= Kriszta Doczy =

Hungarian-Australian film producer

Kriszta Doczy (born 9 October 1949), formerly Krisztina Bodonyi, is a Hungarian born Australian film producer and founder of Contemporary Arts Media, a distributor of art films.

==Career==
Doczy worked with experimental theatre companies in Europe from the age of 17 to 30. She has worked as movement director and choreographer with theatre and dance companies and has taught at universities and performing arts schools in Australia and at City University of New York in the United States.
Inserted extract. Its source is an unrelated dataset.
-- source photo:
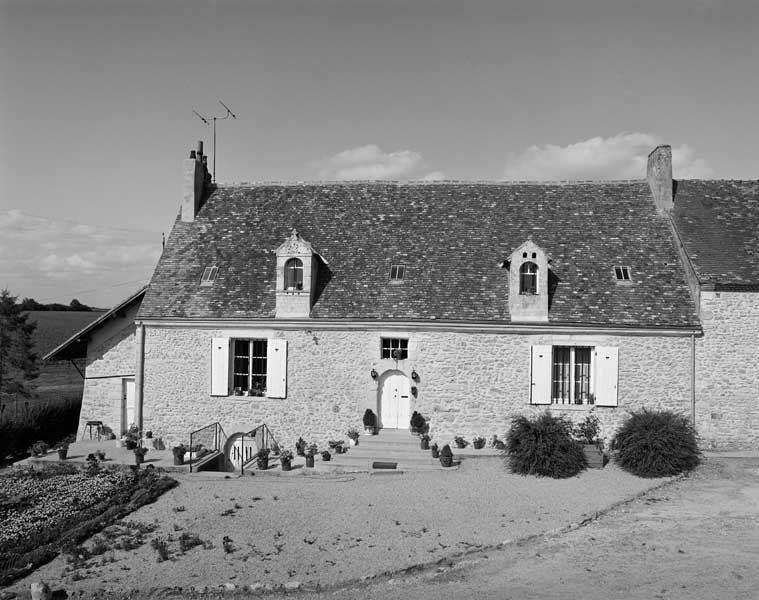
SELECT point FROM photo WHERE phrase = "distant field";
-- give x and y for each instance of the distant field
(54, 327)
She launched her theatre company, Shadow Industries (1996–1999), with a theatre adaptation of Peter Carey's short stories "Do You Love Me" and "Peeling". She founded a physical theatre training school (1993–1999), and collaborated with actors from Australia and the UK. Her physical theatre adaptation of The Trial by Franz Kafka toured in New York, Singapore, Australia, and South Korea.
In 2000, she established a film production/distribution company, Contemporary Arts Media (1996–present), which is recognised as a significant company for developing Australian artists' work.

Doczy now works as managing director of Contemporary Arts Media, based in Melbourne, Australia. She has collaborated with a number of Australian and international artists and producers, including Stelarc, Richard Foreman, Sarah Jane Pell, Chunky Move, and Kartemquin Films.